UNESCO Assistant Director-General for Culture Francesco Bandarin said the agency has asked for a feasibility study for reconstructing the smaller Buddha, which several German scientists have been promoting and will carry out.
But Bandarin told a briefing Thursday that the study “doesn’t change our position on the reconstruction, which we think is not feasible” and would unnecessarily divert resources from other priorities at the UNESCO world heritage site in the Bamiyan Valley.
The two statues, standing 54 metres (60 yards) and 38 metres (40 yards) tall, were chiseled about 400 metres (435 yards) apart into a cliff face teeming with cave shrines and paintings about 1,500 years ago when Bamiyan was a major Buddhist centre.
The Taliban dynamited the giant Buddhas in March 2001, deeming them idolatrous and anti-Muslim, prompting a worldwide outcry.
Since the fall of the Taliban regime in November 2001, Bandarin said the niches where the Buddhas stood have been stabilized and 20-30 per cent of the giant Buddha and 40-50 per cent of the smaller Buddha have been recovered.
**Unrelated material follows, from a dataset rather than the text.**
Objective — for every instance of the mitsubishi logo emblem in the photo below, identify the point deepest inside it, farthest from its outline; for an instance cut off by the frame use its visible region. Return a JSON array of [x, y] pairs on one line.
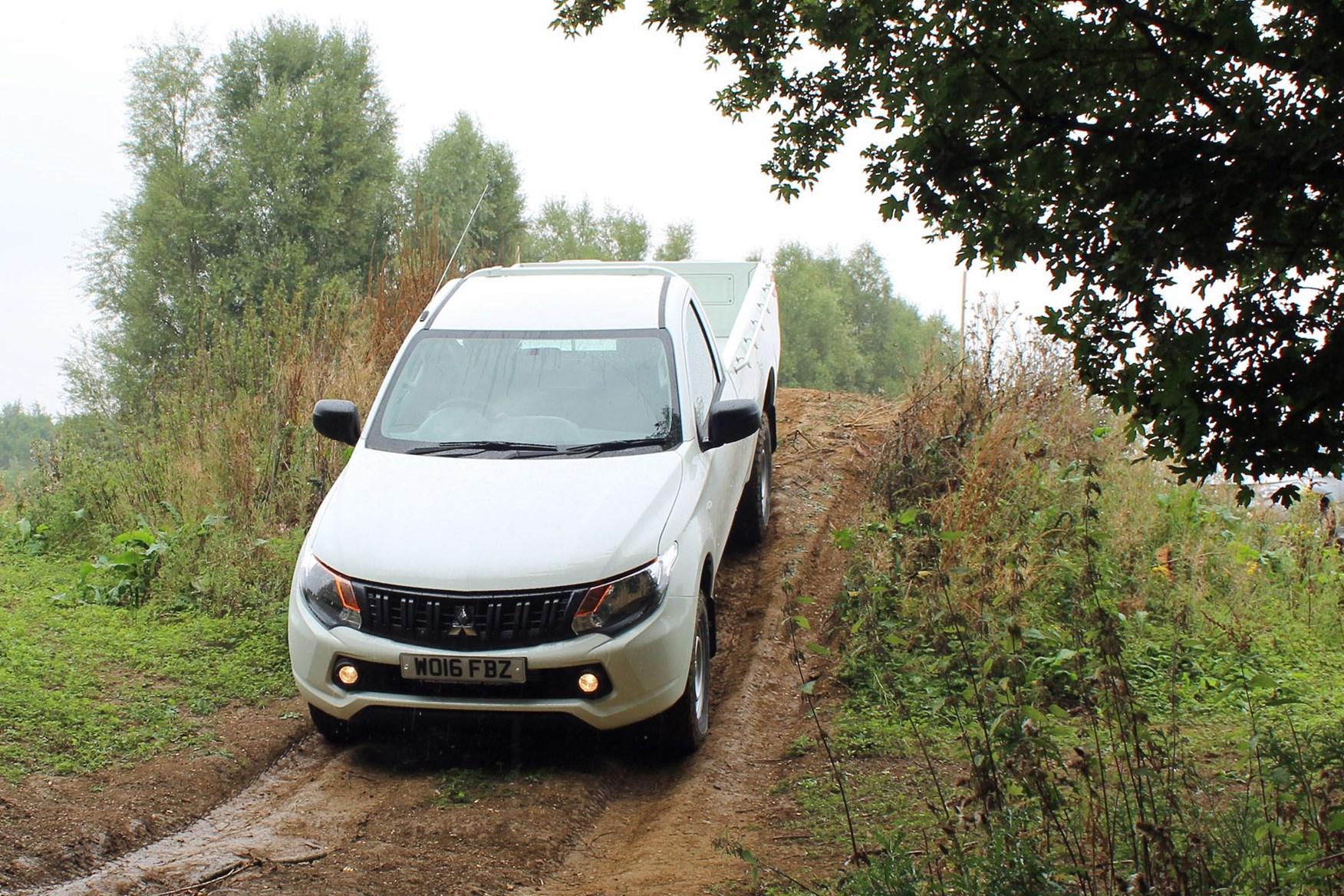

“But this material doesn’t have any shape,” he said. “It’s just pieces of rock … because the statue was actually carved, and then it was plastered. The plaster is dust, but the plaster was giving the shape.”
At a meeting last week of the International Committee for Bamiyan at UNESCO’s Paris headquarters, Bandarin said there was “complete agreement” among the experts that it isn’t possible to reconstruct the great Buddha but there was disagreement on the smaller Buddha.
Even though there are more pieces of the smaller Budhha, he said, “there are significant doubts that a reconstruction is possible because reconstruction will require a lot of integrations what at the end will result in a fake.”
Afghanistan’s Culture Minister Makhdoom Raheem attended the meeting, Bandarin said, and was “quite in agreement with us because they see the need to focus on things that are essential.”
Bandarin said the vast Bamiyan site, which stretches for up to 15 kilometres (9 miles), is famous for the Buddhas, but it was for centuries the most important Buddhist centre on the entire Silk Road between China and the west and therefore it became an important monestary.
“There are over 1,500 monastic caves in Bamiyan, which in effect constitute the value of the site,” he said. “Part of it is still unexplored. Part of it still needs to be preserved.”